US 12,087,056 B2
Video generation method and apparatus, and promotional video generation method and apparatus
Xikai Liu, Hangzhou (CN); and Xing Gao, Hangzhou (CN)
Assigned to Alibaba (China) Co., Ltd., Zheji (CN)
Filed by Alibaba (China) Co., Ltd., Hangzhou (CN)
Filed on Mar. 10, 2022, as Appl. No. 17/691,988.
Prior Publication US 2022/0301307 A1, Sep. 22, 2022
Int. Cl. G06V 20/40 (2022.01); G06N 3/045 (2023.01); G06N 3/08 (2023.01); G06Q 30/0241 (2023.01); G06V 10/25 (2022.01); G06V 30/32 (2022.01)

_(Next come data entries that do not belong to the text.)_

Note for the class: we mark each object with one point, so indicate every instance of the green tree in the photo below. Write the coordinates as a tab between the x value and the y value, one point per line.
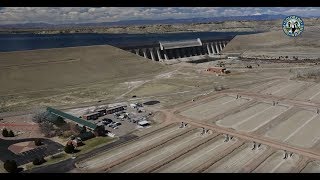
36	161
69	148
10	166
10	134
37	142
83	130
5	132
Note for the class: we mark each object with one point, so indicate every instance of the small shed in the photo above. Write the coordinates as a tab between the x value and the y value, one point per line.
144	123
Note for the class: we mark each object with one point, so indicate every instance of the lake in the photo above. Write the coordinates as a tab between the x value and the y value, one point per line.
18	42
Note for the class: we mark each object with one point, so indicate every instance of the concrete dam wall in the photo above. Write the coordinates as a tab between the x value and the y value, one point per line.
163	51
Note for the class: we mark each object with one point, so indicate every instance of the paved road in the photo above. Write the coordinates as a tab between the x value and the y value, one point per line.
68	165
49	147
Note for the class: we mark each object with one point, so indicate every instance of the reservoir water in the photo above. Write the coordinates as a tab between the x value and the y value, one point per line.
19	42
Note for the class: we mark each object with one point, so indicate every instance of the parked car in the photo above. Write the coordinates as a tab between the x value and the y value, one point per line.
107	121
117	123
111	124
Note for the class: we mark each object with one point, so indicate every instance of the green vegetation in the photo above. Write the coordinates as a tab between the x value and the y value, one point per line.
37	142
94	143
50	160
69	148
38	161
10	166
5	132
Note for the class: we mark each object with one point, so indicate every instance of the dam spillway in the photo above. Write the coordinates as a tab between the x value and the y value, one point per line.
168	50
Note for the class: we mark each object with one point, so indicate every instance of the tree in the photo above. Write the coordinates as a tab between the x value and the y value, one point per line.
10	166
10	134
75	128
69	148
37	142
38	161
5	132
83	130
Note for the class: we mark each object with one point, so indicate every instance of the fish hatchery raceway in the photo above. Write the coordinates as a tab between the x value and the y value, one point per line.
266	126
264	119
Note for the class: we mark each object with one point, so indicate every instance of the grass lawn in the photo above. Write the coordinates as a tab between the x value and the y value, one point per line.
2	170
89	145
94	143
50	160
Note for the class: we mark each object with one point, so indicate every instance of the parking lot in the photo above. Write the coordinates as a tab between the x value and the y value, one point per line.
127	119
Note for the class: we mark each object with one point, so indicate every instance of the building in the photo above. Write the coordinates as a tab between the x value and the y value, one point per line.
115	109
91	116
144	123
101	111
217	69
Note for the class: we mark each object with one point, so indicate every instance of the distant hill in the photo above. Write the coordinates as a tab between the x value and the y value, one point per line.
277	45
48	69
263	17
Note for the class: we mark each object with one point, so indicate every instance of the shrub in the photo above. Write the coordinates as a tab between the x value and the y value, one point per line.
10	134
37	142
67	134
83	130
38	161
10	166
5	132
69	148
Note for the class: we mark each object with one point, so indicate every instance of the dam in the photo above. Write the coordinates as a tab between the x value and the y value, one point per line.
168	50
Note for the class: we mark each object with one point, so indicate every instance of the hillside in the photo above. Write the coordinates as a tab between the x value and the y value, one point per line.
272	45
221	26
69	75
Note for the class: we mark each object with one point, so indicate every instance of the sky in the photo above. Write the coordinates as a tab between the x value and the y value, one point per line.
61	15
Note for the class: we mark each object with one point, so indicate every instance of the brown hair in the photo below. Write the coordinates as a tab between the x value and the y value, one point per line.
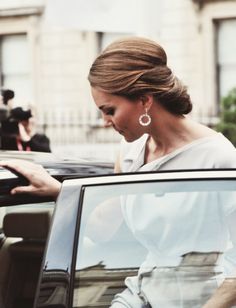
134	66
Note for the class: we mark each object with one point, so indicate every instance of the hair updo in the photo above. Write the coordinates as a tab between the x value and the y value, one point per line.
135	66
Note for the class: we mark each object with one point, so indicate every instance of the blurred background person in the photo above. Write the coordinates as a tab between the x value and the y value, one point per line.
19	132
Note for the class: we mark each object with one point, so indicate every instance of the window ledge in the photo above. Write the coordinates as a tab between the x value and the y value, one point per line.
23	11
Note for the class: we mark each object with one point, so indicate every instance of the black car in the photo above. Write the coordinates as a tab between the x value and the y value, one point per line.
169	236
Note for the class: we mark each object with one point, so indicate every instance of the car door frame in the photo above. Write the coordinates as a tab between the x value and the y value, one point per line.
69	205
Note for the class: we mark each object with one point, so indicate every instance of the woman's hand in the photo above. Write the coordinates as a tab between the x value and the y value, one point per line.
41	183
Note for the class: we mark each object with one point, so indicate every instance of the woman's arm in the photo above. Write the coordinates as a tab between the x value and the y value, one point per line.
41	182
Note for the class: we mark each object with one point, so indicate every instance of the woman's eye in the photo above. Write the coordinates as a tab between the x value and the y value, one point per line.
110	111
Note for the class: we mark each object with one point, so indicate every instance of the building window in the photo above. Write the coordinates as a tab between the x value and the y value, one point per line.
15	66
226	55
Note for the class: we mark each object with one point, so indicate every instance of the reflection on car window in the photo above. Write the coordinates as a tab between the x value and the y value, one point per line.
27	207
163	244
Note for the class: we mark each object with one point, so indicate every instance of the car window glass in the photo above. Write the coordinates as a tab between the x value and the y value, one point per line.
162	244
25	207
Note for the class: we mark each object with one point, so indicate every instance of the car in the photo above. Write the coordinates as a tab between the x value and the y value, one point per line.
110	230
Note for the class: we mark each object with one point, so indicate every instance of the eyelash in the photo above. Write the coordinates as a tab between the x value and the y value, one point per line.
110	111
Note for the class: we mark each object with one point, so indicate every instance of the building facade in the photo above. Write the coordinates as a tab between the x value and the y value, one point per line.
47	64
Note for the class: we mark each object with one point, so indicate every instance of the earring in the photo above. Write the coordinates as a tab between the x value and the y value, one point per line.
145	119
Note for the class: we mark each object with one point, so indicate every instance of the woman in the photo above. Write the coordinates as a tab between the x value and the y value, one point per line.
140	97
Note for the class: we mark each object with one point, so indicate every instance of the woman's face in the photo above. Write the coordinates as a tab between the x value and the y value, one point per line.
120	113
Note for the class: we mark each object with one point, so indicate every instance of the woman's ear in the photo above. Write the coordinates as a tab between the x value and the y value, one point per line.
147	101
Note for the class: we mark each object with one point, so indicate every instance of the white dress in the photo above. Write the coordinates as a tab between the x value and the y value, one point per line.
156	228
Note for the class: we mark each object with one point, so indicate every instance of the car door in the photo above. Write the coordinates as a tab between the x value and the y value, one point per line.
164	239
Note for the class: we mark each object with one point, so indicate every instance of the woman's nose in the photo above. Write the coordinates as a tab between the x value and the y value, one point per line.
107	121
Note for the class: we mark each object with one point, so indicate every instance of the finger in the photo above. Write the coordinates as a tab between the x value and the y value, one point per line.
22	190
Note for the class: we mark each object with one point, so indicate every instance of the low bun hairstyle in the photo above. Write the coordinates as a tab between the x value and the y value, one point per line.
135	66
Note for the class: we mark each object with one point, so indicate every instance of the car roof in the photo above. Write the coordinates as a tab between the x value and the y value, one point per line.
57	167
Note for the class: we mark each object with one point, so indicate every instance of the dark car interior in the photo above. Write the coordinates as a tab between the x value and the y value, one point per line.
22	247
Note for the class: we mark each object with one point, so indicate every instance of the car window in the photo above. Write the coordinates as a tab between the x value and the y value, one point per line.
25	207
162	244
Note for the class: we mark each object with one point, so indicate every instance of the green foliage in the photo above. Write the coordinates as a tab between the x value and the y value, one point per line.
227	124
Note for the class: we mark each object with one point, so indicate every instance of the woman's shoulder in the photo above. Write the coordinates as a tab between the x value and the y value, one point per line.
221	151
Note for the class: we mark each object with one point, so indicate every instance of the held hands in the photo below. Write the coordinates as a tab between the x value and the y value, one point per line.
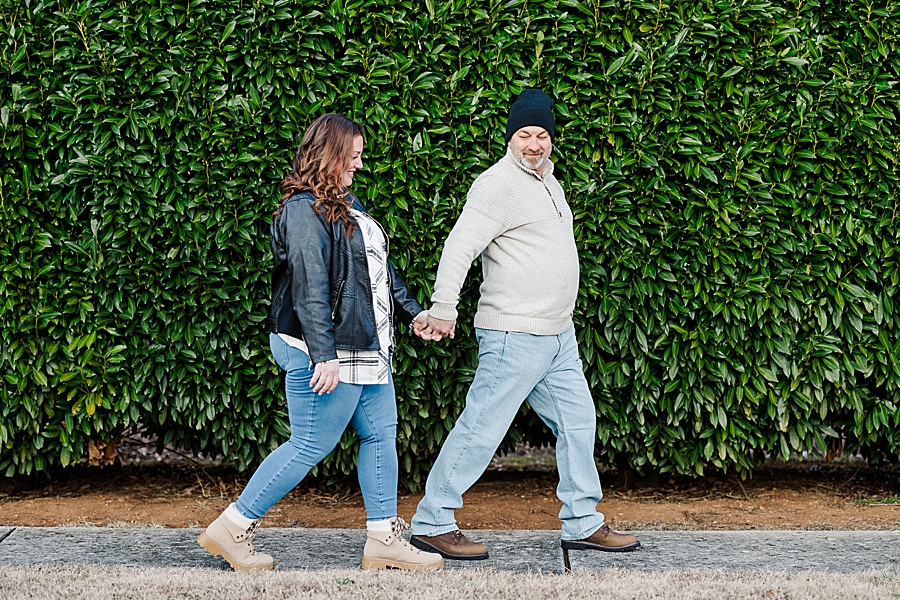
431	329
326	377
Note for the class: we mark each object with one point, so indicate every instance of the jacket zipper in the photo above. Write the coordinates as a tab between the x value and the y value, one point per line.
337	298
387	253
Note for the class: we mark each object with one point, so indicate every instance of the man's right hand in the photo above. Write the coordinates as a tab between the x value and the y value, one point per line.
439	328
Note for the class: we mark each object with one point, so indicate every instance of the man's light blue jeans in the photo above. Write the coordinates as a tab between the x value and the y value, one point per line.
317	423
512	367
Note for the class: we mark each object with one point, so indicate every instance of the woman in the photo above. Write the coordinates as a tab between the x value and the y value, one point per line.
334	294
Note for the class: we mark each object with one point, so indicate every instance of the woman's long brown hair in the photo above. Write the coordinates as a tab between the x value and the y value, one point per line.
324	155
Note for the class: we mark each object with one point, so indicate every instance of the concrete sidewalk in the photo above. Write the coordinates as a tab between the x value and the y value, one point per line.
517	551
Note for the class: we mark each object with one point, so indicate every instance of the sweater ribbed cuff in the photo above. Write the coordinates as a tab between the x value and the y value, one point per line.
444	311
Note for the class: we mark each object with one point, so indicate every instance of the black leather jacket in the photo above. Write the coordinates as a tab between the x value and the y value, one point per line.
321	290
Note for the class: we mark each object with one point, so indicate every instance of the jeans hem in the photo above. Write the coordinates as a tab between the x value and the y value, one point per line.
584	534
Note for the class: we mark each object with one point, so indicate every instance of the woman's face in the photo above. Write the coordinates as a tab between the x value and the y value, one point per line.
355	162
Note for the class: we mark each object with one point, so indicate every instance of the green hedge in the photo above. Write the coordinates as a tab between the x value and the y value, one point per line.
732	166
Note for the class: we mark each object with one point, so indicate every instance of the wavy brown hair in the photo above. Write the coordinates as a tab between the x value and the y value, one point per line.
324	154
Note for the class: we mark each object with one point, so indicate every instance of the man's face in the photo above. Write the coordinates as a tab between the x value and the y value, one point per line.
531	146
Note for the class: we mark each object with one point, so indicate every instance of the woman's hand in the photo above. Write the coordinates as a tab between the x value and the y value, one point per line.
434	329
418	327
326	377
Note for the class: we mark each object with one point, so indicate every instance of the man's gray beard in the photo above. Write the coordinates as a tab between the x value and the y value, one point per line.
529	163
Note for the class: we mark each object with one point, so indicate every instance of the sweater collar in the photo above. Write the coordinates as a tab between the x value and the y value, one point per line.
548	166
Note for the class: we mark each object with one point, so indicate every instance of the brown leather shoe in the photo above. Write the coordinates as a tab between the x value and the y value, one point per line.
452	545
604	539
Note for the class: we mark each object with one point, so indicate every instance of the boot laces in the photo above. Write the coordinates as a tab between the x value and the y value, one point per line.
397	528
251	533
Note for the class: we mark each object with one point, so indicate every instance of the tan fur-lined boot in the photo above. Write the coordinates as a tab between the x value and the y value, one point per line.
226	539
390	550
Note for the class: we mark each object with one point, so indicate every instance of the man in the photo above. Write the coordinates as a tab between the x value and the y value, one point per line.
517	219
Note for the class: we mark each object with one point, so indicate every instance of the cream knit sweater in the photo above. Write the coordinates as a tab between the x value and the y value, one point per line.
522	227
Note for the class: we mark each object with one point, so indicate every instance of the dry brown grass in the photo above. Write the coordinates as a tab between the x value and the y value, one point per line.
119	583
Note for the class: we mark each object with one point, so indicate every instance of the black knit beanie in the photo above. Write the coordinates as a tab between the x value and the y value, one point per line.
532	108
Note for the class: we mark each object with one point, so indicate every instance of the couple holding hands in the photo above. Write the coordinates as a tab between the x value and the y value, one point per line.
334	297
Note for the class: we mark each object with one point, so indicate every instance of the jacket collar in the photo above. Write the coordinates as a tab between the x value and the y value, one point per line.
548	166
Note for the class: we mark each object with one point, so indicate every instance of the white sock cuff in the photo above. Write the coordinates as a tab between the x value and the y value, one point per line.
382	526
234	515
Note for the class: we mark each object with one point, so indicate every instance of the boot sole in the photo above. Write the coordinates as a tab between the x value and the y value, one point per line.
573	545
382	563
213	548
423	545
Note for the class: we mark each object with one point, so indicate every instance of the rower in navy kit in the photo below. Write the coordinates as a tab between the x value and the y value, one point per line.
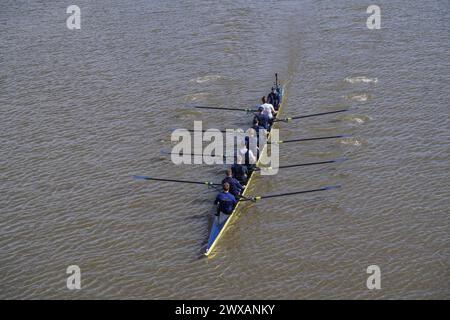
240	171
225	201
235	187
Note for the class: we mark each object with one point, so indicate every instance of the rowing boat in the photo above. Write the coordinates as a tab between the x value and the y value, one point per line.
220	224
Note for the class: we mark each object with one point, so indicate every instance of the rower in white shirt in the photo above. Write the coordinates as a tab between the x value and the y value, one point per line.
269	110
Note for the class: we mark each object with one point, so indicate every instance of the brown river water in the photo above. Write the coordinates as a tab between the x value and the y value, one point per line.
84	110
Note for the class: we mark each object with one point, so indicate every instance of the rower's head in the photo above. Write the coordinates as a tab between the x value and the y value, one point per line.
252	132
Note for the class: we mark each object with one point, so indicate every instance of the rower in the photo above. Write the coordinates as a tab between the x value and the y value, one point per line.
274	98
225	201
263	119
235	187
240	171
252	141
269	110
248	156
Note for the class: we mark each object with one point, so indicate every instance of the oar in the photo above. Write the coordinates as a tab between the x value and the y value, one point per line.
304	164
192	154
310	115
256	198
229	109
208	183
309	139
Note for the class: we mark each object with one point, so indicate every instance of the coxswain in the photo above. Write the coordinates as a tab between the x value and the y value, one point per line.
235	187
269	110
225	201
240	171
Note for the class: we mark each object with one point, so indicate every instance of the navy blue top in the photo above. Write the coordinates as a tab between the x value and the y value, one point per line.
226	202
263	120
240	172
235	186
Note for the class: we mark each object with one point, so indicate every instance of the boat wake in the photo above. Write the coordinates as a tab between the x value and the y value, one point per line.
362	79
201	96
360	97
206	79
359	120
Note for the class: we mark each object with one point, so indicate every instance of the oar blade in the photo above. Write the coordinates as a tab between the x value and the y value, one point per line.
332	187
141	177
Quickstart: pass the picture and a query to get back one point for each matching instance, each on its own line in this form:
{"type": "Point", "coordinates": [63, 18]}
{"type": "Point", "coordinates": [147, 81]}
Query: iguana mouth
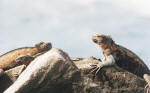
{"type": "Point", "coordinates": [95, 41]}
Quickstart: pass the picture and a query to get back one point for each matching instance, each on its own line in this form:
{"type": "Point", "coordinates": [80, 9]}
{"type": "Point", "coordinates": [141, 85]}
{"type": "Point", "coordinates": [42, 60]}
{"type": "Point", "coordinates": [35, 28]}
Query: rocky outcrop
{"type": "Point", "coordinates": [56, 72]}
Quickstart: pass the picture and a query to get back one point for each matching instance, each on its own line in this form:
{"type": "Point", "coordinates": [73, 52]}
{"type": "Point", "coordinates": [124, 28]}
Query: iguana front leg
{"type": "Point", "coordinates": [147, 79]}
{"type": "Point", "coordinates": [24, 60]}
{"type": "Point", "coordinates": [1, 72]}
{"type": "Point", "coordinates": [108, 61]}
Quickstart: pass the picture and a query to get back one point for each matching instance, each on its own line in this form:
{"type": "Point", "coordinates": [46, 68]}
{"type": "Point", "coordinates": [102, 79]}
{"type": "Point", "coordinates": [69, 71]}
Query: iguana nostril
{"type": "Point", "coordinates": [94, 40]}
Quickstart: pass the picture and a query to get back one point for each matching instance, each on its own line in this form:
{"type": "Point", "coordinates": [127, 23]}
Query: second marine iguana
{"type": "Point", "coordinates": [121, 56]}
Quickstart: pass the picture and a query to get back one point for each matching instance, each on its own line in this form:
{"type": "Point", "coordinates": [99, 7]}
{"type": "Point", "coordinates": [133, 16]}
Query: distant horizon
{"type": "Point", "coordinates": [69, 25]}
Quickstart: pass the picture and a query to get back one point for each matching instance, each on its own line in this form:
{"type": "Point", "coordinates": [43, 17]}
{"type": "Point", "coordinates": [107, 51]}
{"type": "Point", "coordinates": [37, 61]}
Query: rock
{"type": "Point", "coordinates": [9, 77]}
{"type": "Point", "coordinates": [55, 72]}
{"type": "Point", "coordinates": [112, 79]}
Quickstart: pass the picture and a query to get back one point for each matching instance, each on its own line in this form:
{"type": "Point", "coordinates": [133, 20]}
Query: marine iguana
{"type": "Point", "coordinates": [121, 56]}
{"type": "Point", "coordinates": [22, 55]}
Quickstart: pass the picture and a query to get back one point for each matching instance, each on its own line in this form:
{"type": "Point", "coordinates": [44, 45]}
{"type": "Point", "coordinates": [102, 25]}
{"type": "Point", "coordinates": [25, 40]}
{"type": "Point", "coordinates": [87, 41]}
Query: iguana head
{"type": "Point", "coordinates": [43, 46]}
{"type": "Point", "coordinates": [102, 39]}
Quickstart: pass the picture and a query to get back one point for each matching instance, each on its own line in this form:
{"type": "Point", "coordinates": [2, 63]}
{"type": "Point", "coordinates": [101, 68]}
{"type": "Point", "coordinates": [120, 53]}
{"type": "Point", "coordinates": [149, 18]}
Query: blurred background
{"type": "Point", "coordinates": [69, 25]}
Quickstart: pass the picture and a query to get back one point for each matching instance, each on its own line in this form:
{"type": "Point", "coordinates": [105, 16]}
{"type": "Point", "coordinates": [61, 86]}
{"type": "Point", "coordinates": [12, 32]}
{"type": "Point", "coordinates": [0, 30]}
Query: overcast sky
{"type": "Point", "coordinates": [69, 24]}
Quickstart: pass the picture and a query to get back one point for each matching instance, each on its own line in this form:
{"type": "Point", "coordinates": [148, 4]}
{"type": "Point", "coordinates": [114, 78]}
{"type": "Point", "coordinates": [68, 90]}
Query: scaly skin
{"type": "Point", "coordinates": [124, 58]}
{"type": "Point", "coordinates": [116, 54]}
{"type": "Point", "coordinates": [10, 59]}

CPC G06V 20/41 (2022.01) [G06N 3/045 (2023.01); G06N 3/08 (2013.01); G06Q 30/0276 (2013.01); G06V 10/25 (2022.01); G06V 20/46 (2022.01); G06V 30/32 (2022.01); G06V 2201/07 (2022.01)] 12 Claims
OG exemplary drawing
 
1. A method comprising:
generating, by a computing device, a target video from multiple original files, the multiple original files including at least picture files and text files, the generating comprising:
obtaining, by the computing device, the multiple original files, each of the multiple original files including at least one subject matter;
extracting, by the computing device, multiple subject matters and labeling information corresponding to the multiple subject matters from the multiple original files, wherein extracting the labeling information corresponding to the multiple subject matters from the multiple original files comprises: extracting the labeling information corresponding to the multiple subject matters from the multiple original files using a first target neural network model, and wherein extracting the multiple subject matters from the multiple original files comprises:
combining, by the computing device, a picture block and a text block based on layout rules, wherein combining the picture block and the text block based on layout rules comprises:
combining, by the computing device, the picture block and the text block into a picture-text subject matter when the text block is located in a first preset area inside the picture block and a proportion of an inside part of the picture block that the text block accounts for is greater than a first preset threshold;
combining, by the computing device, the picture block and the text block into the picture-text subject matter when the text block is located in a second preset area outside the picture block and a distance between the text block and the picture block is less than a second preset threshold;
ignoring, by the computing device, a text in the picture block if the text block accounts for less than a third preset percentage of an image in the picture block; and
ignoring, by the computing device, the image in the picture block if the text block accounts for greater than a fourth preset percentage of the image;
determining, by the computing device, a display order of each subject matter of the multiple subject matters based at least in part on the labeling information;
establishing, by the computing device, a display structure corresponding to the multiple subject matters based on the labeling information, the display structure including a graph structure having hierarchical and ordering information for text and picture reconstruction, wherein establishing the display structure corresponding to the multiple subject matters based on the labeling information comprises:
establishing the display structure corresponding to the multiple subject matters based on the labeling information and a second target neural network model, wherein establishing the display structure corresponding to the multiple subject matters based on the labeling information and the second target neural network model comprises:
performing clustering processing on the multiple subject matters based on the labeling information and the second target neural network model to obtain multiple subject matter sub-categories; and
performing ordering determination on each of the multiple subject matter sub-categories to obtain the display structure; and
combining, by the computing device, the multiple subject matters using the display structure to generate the target video.